RESEARCH WORK

In vitro fermentation kinetics of Leucaena leucocephala and Megathyrsus maximus and their mixtures, with or without energy supplementation

Xiomara Gaviria¹, J. F. Naranjo² and R. Barahona¹

¹Departamento de Producción Animal, Facultad de Ciencias Agrarias, Universidad Nacional de Colombia Calle 59A No. 63-20 Medellín, Colombia - Núcleo El Volador Medellín - Colombia.E-mail: xiomygaviria@gmail.com
²Grupo INCA-CES Universidad CES, Medellín, Colombia

ABSTRACT

In order to characterize the in vitro fermentation kinetics of Leucaena leucocephala and Megathyrsus maximus mixtures, an in vitro gas production trial was conducted in which five treatments were included: 100 % of L. leucocephala (L100), 100 % of M. maximus (G100), 100 % of supplement based on rice meal and molasses (S100), and two proportions: L23-G77 and L26-G70-S4. The forages were collected during eight months in an intensive silvopastoral system (SPSi), belonging to the Agricultural Center Cotové of the National University of Colombia. The maximum gas production varied in a range of 156 (L100) to 247 mL g^-1 substratum (L26-G70-S4). The lowest gas volume at the inflection point (57,5 mL) was observed in L100, which was different from the mixtures and the supplement (p < 0,05). The disappearance of the DM at 96 h varied between 53,8 % and 66,9 %, and it was higher in L100 than in the other treatments (p < 0,05). The lowest gas production value (1,31 mL) for each gram of DM, fermented at 96 h, was observed in L100 (p < 0,05). The results suggest that the inclusion of leucaena increased the concentration of protein in the diet and reduced the NDF content, which is positive from the point of view of animal productivity.
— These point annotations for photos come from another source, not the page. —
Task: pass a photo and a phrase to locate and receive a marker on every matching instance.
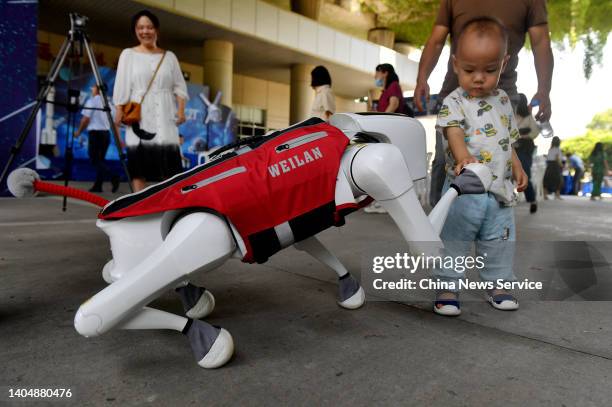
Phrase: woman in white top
(324, 104)
(162, 109)
(554, 165)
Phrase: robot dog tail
(25, 182)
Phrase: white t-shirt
(490, 130)
(158, 110)
(324, 101)
(97, 118)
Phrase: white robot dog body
(157, 252)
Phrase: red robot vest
(275, 190)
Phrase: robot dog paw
(198, 302)
(21, 182)
(212, 346)
(351, 294)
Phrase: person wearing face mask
(392, 99)
(151, 76)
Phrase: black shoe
(115, 184)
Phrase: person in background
(152, 146)
(520, 18)
(392, 99)
(554, 168)
(525, 147)
(599, 168)
(524, 120)
(575, 162)
(98, 129)
(324, 103)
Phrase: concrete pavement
(295, 346)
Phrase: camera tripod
(76, 40)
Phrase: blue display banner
(18, 46)
(205, 127)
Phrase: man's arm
(427, 63)
(544, 64)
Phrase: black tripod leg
(42, 97)
(107, 109)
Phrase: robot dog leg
(135, 238)
(380, 171)
(350, 293)
(197, 242)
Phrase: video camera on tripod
(75, 43)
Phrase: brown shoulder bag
(131, 110)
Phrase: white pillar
(219, 68)
(301, 93)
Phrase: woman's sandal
(504, 302)
(447, 307)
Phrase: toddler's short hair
(485, 26)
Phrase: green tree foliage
(570, 21)
(599, 130)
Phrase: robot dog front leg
(379, 170)
(197, 242)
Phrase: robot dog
(254, 199)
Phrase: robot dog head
(21, 182)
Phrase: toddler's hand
(521, 179)
(464, 162)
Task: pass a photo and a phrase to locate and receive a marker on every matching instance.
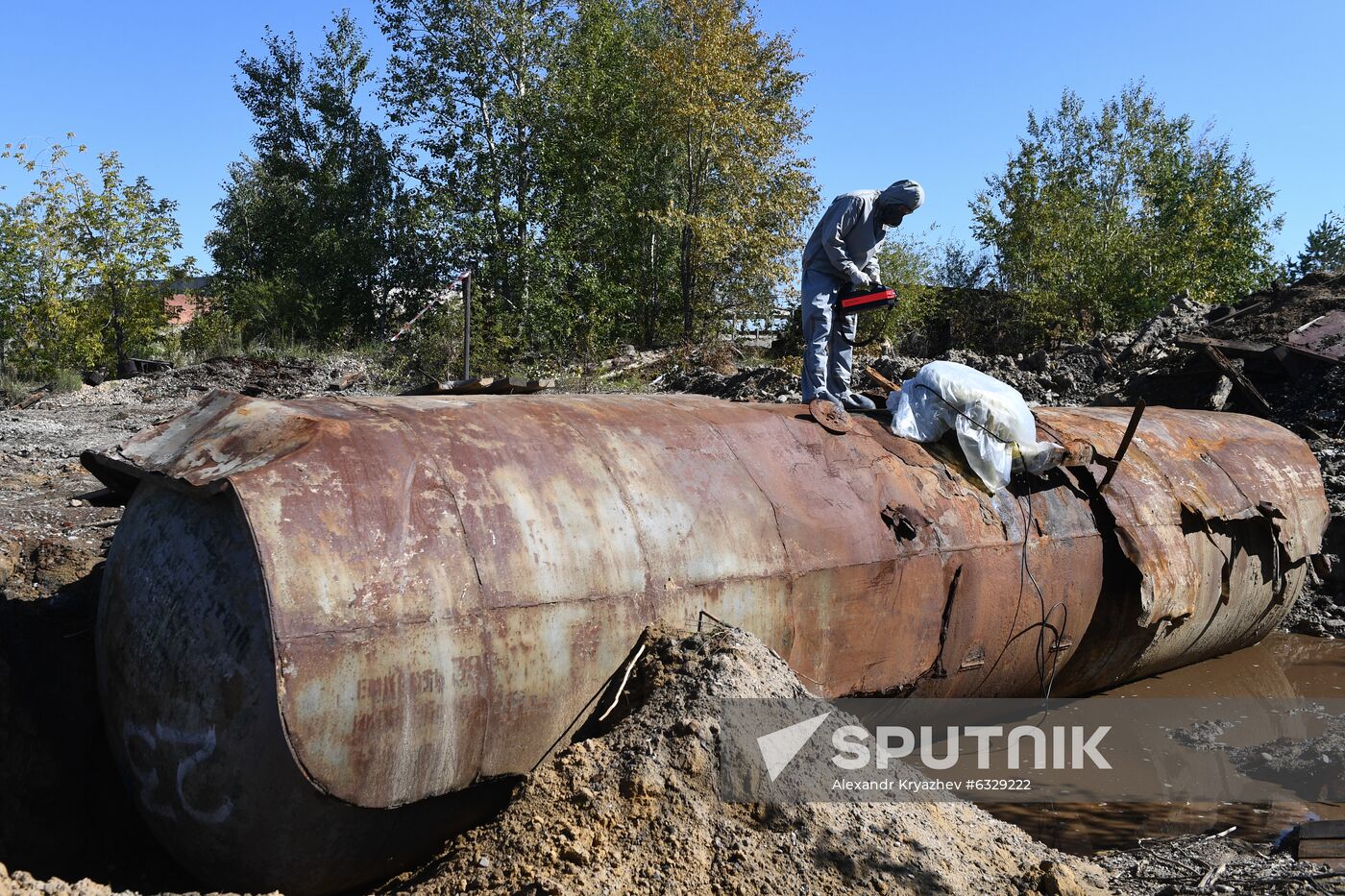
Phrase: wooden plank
(1228, 346)
(883, 381)
(1240, 381)
(1321, 849)
(1329, 829)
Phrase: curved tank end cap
(224, 435)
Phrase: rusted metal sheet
(441, 583)
(1322, 338)
(1216, 513)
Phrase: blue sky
(937, 91)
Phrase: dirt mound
(635, 809)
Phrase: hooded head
(900, 198)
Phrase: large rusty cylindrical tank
(327, 621)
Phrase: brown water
(1281, 666)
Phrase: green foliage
(306, 230)
(1100, 218)
(1325, 249)
(619, 171)
(212, 331)
(84, 265)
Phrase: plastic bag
(992, 422)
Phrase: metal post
(467, 325)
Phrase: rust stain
(448, 580)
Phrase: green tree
(1325, 249)
(1100, 218)
(306, 231)
(621, 170)
(94, 260)
(728, 107)
(470, 77)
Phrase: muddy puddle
(1282, 666)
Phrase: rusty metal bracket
(1125, 444)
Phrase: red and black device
(867, 299)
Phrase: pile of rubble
(1277, 354)
(1214, 862)
(635, 809)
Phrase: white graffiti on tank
(164, 747)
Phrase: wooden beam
(1240, 379)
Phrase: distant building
(183, 302)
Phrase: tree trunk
(688, 280)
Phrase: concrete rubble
(631, 808)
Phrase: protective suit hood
(904, 193)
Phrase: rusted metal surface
(444, 581)
(830, 415)
(1321, 338)
(1217, 514)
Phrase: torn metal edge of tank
(1174, 480)
(278, 455)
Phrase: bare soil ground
(632, 809)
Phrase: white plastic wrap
(992, 423)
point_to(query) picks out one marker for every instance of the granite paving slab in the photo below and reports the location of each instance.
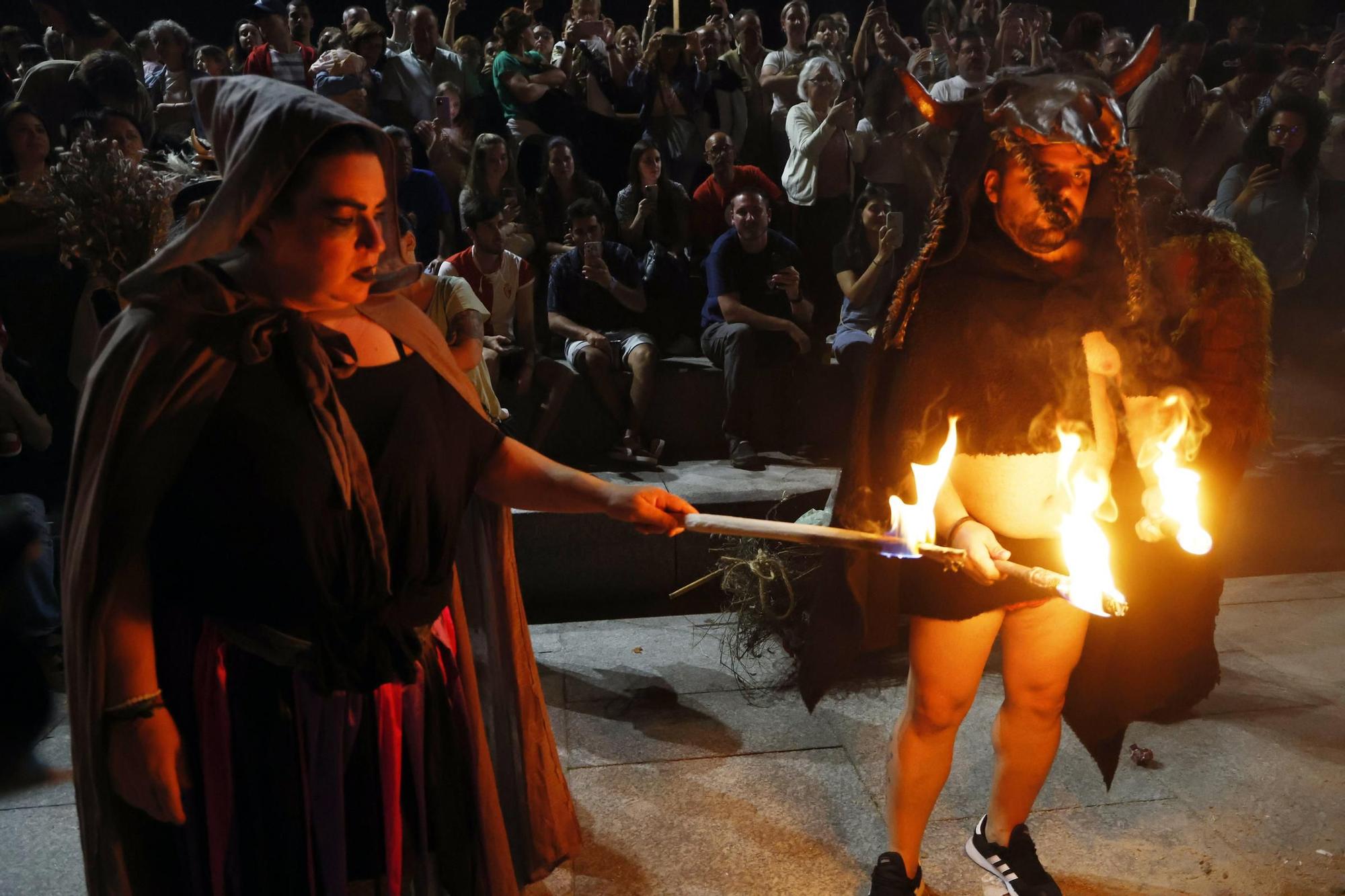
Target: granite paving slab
(789, 823)
(665, 725)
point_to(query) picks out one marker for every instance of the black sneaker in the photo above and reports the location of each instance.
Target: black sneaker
(1016, 865)
(744, 456)
(890, 877)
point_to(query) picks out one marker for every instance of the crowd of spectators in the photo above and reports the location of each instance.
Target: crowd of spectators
(621, 192)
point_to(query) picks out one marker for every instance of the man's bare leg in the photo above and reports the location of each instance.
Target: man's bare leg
(1040, 646)
(948, 659)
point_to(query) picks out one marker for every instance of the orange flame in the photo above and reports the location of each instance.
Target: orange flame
(913, 525)
(1082, 540)
(1172, 502)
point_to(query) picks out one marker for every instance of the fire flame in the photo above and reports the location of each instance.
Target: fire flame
(914, 525)
(1082, 540)
(1174, 501)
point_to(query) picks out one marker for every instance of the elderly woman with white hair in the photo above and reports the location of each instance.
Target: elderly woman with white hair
(818, 178)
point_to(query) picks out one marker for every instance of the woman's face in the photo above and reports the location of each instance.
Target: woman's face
(322, 253)
(28, 140)
(822, 87)
(497, 162)
(249, 37)
(875, 214)
(562, 163)
(652, 167)
(1288, 130)
(126, 135)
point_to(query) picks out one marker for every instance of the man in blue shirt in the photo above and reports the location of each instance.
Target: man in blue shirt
(597, 303)
(755, 314)
(422, 198)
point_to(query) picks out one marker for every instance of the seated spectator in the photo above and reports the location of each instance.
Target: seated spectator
(868, 264)
(527, 84)
(412, 77)
(81, 32)
(26, 154)
(1230, 112)
(595, 303)
(490, 175)
(563, 184)
(280, 57)
(1165, 111)
(301, 21)
(423, 200)
(820, 177)
(727, 179)
(973, 64)
(449, 139)
(59, 91)
(170, 85)
(755, 315)
(505, 284)
(212, 61)
(673, 81)
(1272, 196)
(247, 38)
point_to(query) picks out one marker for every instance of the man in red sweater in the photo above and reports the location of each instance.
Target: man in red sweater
(727, 181)
(280, 57)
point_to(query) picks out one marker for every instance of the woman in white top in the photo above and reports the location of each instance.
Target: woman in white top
(818, 179)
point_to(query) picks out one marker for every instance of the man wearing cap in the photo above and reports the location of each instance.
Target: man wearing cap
(282, 57)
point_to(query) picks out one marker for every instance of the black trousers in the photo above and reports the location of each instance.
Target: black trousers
(747, 358)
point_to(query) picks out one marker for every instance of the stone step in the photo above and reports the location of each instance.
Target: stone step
(575, 568)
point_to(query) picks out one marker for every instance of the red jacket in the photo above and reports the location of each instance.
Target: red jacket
(259, 61)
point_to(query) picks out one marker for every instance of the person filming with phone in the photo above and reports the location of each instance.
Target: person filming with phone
(1272, 196)
(755, 318)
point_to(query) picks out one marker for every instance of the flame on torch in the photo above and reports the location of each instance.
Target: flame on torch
(913, 525)
(1172, 502)
(1091, 585)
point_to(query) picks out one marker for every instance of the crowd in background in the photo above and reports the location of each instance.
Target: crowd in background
(615, 193)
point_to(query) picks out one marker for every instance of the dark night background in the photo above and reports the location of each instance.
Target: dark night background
(210, 21)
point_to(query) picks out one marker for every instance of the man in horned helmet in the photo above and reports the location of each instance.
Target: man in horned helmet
(1047, 299)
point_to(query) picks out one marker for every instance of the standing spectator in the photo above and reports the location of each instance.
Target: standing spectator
(25, 149)
(490, 175)
(1117, 50)
(449, 139)
(301, 19)
(673, 81)
(1221, 63)
(81, 32)
(279, 57)
(562, 185)
(353, 17)
(595, 302)
(212, 61)
(973, 64)
(412, 77)
(747, 60)
(711, 201)
(247, 38)
(818, 178)
(1272, 197)
(423, 200)
(868, 266)
(755, 315)
(505, 284)
(1230, 112)
(781, 76)
(1164, 112)
(170, 87)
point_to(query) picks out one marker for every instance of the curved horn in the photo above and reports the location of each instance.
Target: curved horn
(1141, 65)
(938, 114)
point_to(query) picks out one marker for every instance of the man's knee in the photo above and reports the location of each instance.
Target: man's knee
(934, 713)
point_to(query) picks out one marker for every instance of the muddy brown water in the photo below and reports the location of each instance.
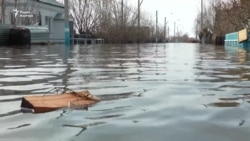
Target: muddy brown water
(158, 92)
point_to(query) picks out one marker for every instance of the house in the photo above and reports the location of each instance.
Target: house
(44, 18)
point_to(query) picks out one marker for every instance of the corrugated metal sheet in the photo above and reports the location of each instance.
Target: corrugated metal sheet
(4, 33)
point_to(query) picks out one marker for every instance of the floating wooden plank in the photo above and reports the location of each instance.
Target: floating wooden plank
(47, 103)
(243, 35)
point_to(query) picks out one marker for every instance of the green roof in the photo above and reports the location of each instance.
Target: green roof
(52, 2)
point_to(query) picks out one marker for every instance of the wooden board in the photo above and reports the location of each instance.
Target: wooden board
(243, 35)
(47, 103)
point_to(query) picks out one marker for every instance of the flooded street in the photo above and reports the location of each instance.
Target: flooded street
(174, 92)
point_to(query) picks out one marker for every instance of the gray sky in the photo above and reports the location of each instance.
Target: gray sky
(183, 12)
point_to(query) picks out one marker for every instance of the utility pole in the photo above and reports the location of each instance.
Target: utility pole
(139, 16)
(15, 17)
(66, 23)
(122, 13)
(165, 26)
(168, 33)
(202, 37)
(156, 28)
(174, 31)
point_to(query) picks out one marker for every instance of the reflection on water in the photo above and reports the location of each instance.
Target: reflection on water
(148, 91)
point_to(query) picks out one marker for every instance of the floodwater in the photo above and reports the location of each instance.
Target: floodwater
(173, 92)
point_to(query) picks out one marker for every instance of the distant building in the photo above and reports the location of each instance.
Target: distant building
(48, 14)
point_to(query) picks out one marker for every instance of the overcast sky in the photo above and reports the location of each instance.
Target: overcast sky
(183, 12)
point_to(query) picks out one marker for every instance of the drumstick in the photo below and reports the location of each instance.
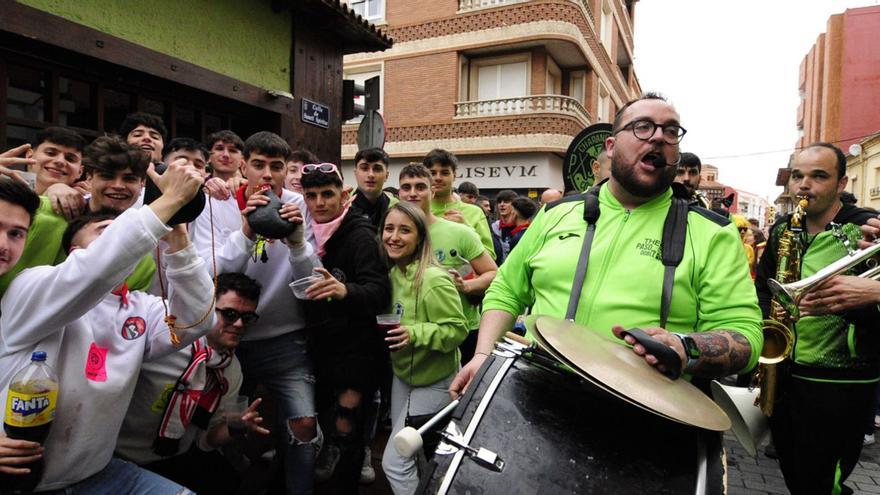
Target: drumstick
(518, 339)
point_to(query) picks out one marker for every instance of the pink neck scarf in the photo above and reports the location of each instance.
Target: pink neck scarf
(323, 231)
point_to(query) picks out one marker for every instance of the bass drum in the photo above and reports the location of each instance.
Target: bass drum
(557, 433)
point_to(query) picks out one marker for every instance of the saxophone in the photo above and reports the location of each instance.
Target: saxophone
(778, 336)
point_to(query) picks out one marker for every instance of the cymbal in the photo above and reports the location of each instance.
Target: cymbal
(559, 357)
(614, 366)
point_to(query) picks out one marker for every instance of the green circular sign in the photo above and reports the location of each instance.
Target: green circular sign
(577, 168)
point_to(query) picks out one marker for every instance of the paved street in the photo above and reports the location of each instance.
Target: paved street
(761, 476)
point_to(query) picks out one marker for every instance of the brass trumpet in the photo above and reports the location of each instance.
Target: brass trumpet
(791, 294)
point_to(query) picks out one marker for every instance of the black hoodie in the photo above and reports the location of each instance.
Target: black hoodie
(347, 328)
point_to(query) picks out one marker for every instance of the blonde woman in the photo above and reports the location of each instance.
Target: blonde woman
(424, 347)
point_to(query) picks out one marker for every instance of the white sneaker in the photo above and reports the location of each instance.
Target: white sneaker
(327, 461)
(368, 474)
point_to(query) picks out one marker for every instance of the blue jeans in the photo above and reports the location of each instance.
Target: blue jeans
(283, 366)
(122, 477)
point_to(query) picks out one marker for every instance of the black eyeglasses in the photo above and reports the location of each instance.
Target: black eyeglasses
(643, 129)
(230, 316)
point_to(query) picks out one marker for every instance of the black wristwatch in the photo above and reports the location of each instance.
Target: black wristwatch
(691, 350)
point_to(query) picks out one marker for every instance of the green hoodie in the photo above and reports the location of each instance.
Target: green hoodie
(454, 245)
(474, 217)
(712, 289)
(435, 321)
(43, 247)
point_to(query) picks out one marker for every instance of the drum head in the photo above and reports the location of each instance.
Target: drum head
(614, 366)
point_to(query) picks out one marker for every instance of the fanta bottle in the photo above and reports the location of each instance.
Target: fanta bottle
(30, 409)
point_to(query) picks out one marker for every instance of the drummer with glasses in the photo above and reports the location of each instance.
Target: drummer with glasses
(713, 322)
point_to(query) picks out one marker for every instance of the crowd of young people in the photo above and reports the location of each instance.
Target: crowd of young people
(158, 332)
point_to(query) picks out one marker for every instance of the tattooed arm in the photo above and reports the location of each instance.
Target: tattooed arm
(722, 352)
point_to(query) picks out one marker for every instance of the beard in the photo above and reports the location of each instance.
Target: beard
(626, 176)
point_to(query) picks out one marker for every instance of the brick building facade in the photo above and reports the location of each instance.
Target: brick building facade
(504, 84)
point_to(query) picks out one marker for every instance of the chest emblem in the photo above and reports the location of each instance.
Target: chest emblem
(133, 328)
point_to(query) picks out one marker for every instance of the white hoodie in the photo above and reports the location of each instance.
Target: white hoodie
(94, 344)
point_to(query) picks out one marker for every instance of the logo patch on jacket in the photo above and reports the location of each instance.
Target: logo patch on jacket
(133, 328)
(650, 247)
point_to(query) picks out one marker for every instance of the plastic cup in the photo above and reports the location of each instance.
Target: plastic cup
(299, 286)
(234, 421)
(388, 321)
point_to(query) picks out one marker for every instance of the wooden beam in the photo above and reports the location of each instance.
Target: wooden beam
(41, 26)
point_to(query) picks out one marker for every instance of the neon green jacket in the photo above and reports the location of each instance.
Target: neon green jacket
(43, 247)
(436, 325)
(474, 217)
(455, 244)
(712, 290)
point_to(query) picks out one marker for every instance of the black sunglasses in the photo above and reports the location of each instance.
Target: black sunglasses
(230, 316)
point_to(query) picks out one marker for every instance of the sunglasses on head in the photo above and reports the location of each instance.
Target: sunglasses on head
(230, 316)
(326, 168)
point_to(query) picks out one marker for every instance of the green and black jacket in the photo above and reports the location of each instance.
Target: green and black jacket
(843, 347)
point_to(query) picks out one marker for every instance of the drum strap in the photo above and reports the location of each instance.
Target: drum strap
(674, 230)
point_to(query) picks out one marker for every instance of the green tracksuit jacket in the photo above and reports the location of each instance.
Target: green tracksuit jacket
(474, 217)
(712, 289)
(436, 325)
(43, 247)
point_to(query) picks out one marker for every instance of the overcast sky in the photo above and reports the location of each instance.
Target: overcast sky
(731, 69)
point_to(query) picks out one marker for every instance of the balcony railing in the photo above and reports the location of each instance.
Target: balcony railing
(467, 5)
(522, 105)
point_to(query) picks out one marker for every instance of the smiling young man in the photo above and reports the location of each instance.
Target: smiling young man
(96, 340)
(180, 445)
(226, 158)
(818, 421)
(443, 166)
(347, 349)
(371, 172)
(115, 171)
(189, 149)
(57, 155)
(456, 247)
(712, 303)
(145, 131)
(274, 351)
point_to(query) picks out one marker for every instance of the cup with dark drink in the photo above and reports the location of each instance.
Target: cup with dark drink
(388, 322)
(236, 426)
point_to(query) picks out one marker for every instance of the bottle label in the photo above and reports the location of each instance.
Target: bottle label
(28, 410)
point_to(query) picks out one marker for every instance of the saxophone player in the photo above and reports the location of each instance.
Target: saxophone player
(688, 174)
(825, 389)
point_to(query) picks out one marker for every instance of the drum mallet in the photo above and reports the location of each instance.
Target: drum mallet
(408, 441)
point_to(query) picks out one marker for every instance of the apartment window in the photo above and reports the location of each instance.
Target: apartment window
(499, 77)
(603, 105)
(606, 27)
(576, 86)
(554, 78)
(369, 9)
(359, 76)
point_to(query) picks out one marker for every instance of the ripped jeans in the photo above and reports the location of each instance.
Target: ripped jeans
(122, 477)
(283, 366)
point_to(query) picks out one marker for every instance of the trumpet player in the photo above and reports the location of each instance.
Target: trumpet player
(825, 386)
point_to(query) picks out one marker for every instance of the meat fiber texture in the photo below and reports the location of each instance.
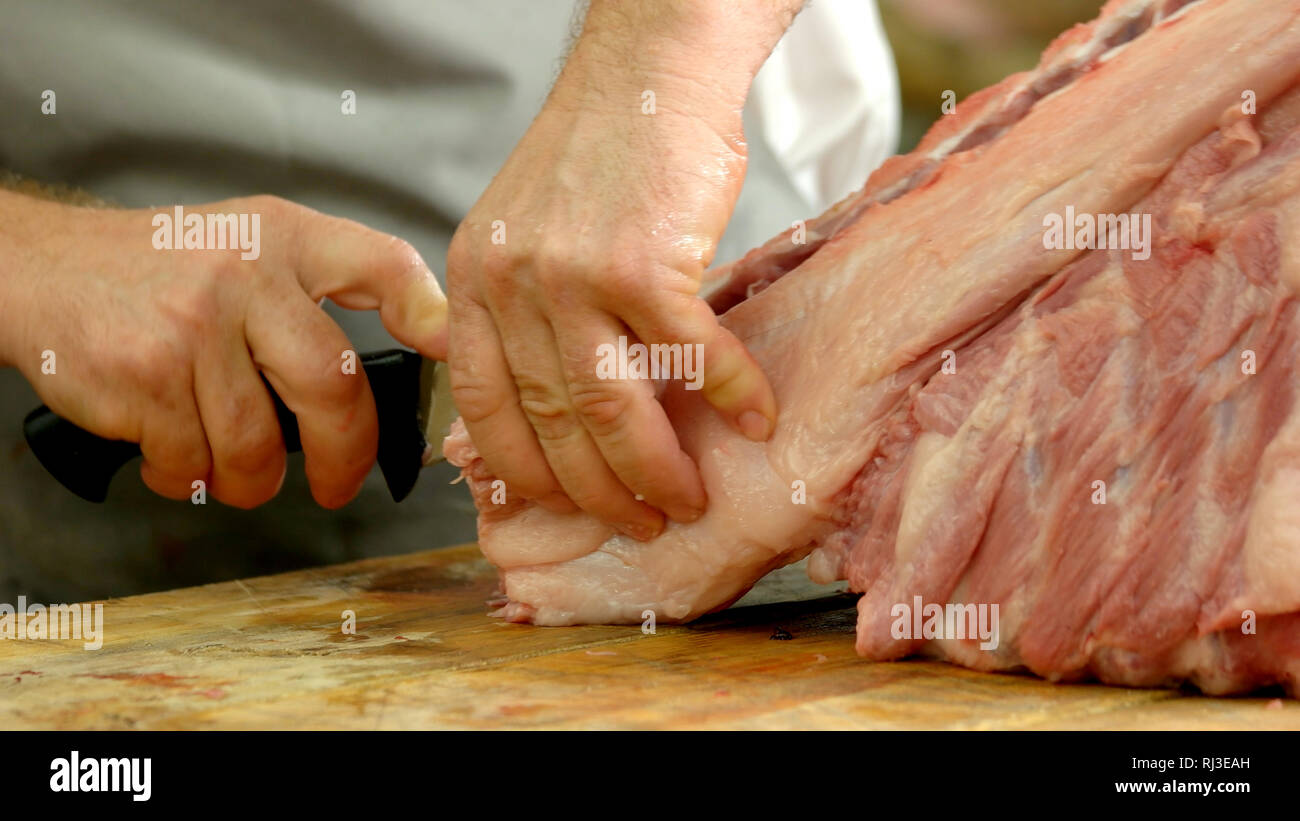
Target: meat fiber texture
(956, 398)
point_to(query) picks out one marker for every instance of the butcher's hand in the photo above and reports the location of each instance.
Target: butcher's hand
(601, 224)
(164, 347)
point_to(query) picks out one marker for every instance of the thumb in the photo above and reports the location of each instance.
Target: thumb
(363, 269)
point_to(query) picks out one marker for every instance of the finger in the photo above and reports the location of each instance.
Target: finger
(239, 421)
(362, 269)
(573, 456)
(731, 379)
(627, 422)
(174, 446)
(306, 357)
(485, 395)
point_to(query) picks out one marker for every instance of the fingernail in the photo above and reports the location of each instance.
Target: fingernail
(558, 503)
(685, 513)
(638, 531)
(754, 425)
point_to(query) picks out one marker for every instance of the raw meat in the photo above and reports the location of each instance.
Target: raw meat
(954, 395)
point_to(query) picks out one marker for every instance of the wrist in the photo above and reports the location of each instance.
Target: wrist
(697, 57)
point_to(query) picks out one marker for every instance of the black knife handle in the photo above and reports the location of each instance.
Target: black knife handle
(86, 464)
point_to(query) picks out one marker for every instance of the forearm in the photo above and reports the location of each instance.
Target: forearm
(697, 56)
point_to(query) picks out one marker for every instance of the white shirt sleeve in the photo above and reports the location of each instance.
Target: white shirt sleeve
(827, 99)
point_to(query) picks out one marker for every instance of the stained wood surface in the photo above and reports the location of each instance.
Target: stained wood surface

It is concluded that the utilization of higher nutritional quality forages, such as that of leucaena, modifies the fermentation profile of the diet; for which the response of the forage-grass mixtures is different from the expected one, because it depends on the individual response of each forage.

Key words: In vitro gas production, silvopastoral systems, animal productivity.

Tropical forages commonly have high cell wall contents and low soluble carbohydrate contents (Juárez and Pell, 1999), and, in general, their conversion into products of animal origin is not very efficient (Barahona and Sánchez, 2005). Only between 10 and 35 % of the consumed energy is captured as net energy, because between 20 and 70 % of the cellulose cannot be digested by the animal. On the other hand, 12,8 g N kg^-1 DM are required in the diet to guarantee the good functioning of the rumen; for which, according to the characteristics of forages in the low tropic, it is necessary to supplement with N to cover the requirements of cattle. Any feedstuff that contains more than 16 g N kg^-1 is considered as protein supplement (CSIRO, 2007), and some forage legumes fulfill this requisite. For example, leucaena (Leucaena leucocephala (Lam.) de Wit) has between 25 and 35 g N kg^-1 of DM (Barahona et al., 2003; Rodríguez and Fondevila, 2009; Cuartas et al., 2014b); however, due to its fiber content, it is classified as a roughage.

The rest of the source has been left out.